Körperlich ist Klaus wieder hergestellt, nur gehört die Angst jetzt zu ihm. Manchmal findet Lore ihn in ihrer Wohnung, wenn sie mittags von der Arbeit kommt. Sie muss früh aufstehen. Sie ist dann erschöpft und müde und will allein sein. Sie will schlafen, um am Nachmittag mit neuen Kräften ihre eigenen Interessen zu verfolgen, zu malen, Projekte vorzubereiten, zu lesen.
Lore hält das Klammern von Klaus nicht aus. Sie hat gehört, dass Kuscheltiere in extremen Fällen von Angst vor dem Alleinsein hilfreich sein können.
„Dieser Bär ist viel zu groß! Solche Bären werden auf Jahrmärkten von Vätern für ihre Kinder geschossen.“
„Willst du damit sagen, ich sei noch ein Kind? Du scheinst zu vergessen...“
Wütend blickt Klaus Lore an. Manchmal befürchtet Lore, dass Klaus lesen kann, was sie denkt. Klaus steht mit herunter hängenden Armen neben dem Sofa, die braunen Augen fixieren Lore. Sie sieht den Jungen, der von der Mutter nicht das erwartete Lob bekommt. Sie behält ihre Gedanken lieber für sich. Sie fürchtet viel zu oft Klaus zu verletzen. Wenn sie ehrlich ist, fürchtet sie die dann folgenden Auseinandersetzungen, die schnell zu Vorwürfen führen, zu Anklagen werden, mit Türen schlagender Flucht und endlosen Telefonaten enden. Klaus vollendet seinen Satz nicht. Er dreht sich abrupt um, greift den Bären und verlässt das Zimmer. Die Tür zum Arbeitszimmer knallt zu.
Am liebsten würde Lore hinterher laufen und ihn bitten zu gehen.

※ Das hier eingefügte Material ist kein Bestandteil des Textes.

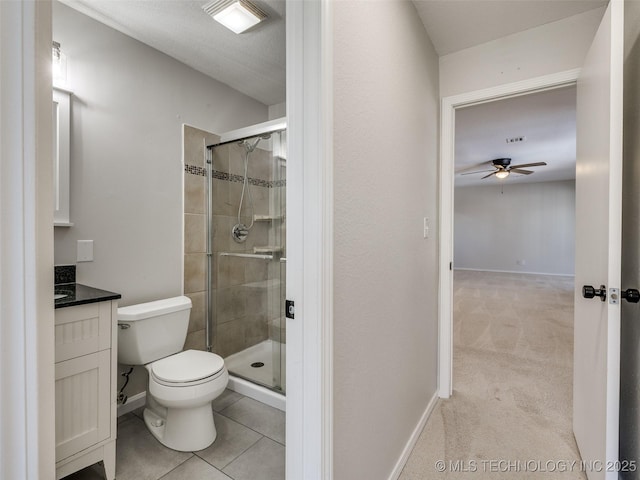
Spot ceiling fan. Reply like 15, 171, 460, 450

Ein ruhiges Wochenende wird sie allerdings auch dann nicht haben.
Ihre Beziehung hat vor vier Jahren begonnen. Zu Anfang hat Lore diese Liebe als ein Geschenk gesehen, aber schon nach zwei Monaten war sie sich nicht mehr so sicher. Immer reagiert Klaus übertrieben empfindlich, fühlt sich nicht richtig wahrgenommen, nicht anerkannt, nicht geliebt. Klaus hat Geld, Lore hat keines. Das ist eine Ungleichheit, der sie kein Gewicht beigemessen hatte. Er macht ihr Geschenke, Dinge, die nicht notwendig sind, sie aber erfreuen. Sie kann ihm diese Art Geschenke nicht machen. Lore liebt Klaus, ist sich aber nicht mehr sicher, ob Klaus sie wirklich liebt oder nur braucht, gebraucht. Sie ist für ihn da, fühlt sich in ihn ein – aber in seinen Augen nie genug. Was sie gibt, gilt nichts, es kostet kein Geld. Sie haben ungleiche Währungen. Das Glück des Anfangs hat sich sehr schnell verflüchtigt.
Lore versucht Zeit zu gewinnen. Sie geht in die Küche und bereitet das Abendessen zu. Erst nach einer ganzen Weile öffnet sie die Tür zum Arbeitszimmer. Klaus sitzt im Gegenlicht am Fenster. Er hält den Bären umklammert, der sein Gesicht fast verdeckt.
„Wir können essen!“
„Mir ist der Hunger vergangen!“
Lore kennt das Spiel und reißt sich zusammen. Sie geht auf Klaus zu und küsst ihn. ‚Gut, das wird ein Wochenende zu dritt’ denkt Lore.
Sie hat Freunde, die mit „Bärlis“ leben, fünf unterschiedlichen Teddybären in handlicher Größe. Aber das sind Schauspieler. Lore hat deren Spiel mit den „Bärlis“ immer genossen. Dies ist ein ausgewachsener Braunbär und die sind gefährlich. Lore überwindet sich und ergreift die Bärentatze. Sie versucht mit dem Bären ins Spiel zu kommen.
„Na, kannst du auch brummen?“
„Knuddel kann nicht brummen. Er ist auch kein Tanzbär, falls du ihn das als nächstes fragen wolltest.“
Klaus sieht sie schief von der Seite an. Er klingt beleidigt. Aber dann kommt er doch mit ins Wohnzimmer. Lore kann nicht umhin, sie sieht den kleinen Christopher Robin vor sich hergehen.
Klaus setzt den Bären umständlich auf den Stuhl. Seine Glasaugen starren Lore während des ganzen Essens an. Sie hat Kerzen auf den Tisch gestellt. Sie werfen den Schatten des Bären riesengroß an die weiße Schrankwand. Sie essen schweigend.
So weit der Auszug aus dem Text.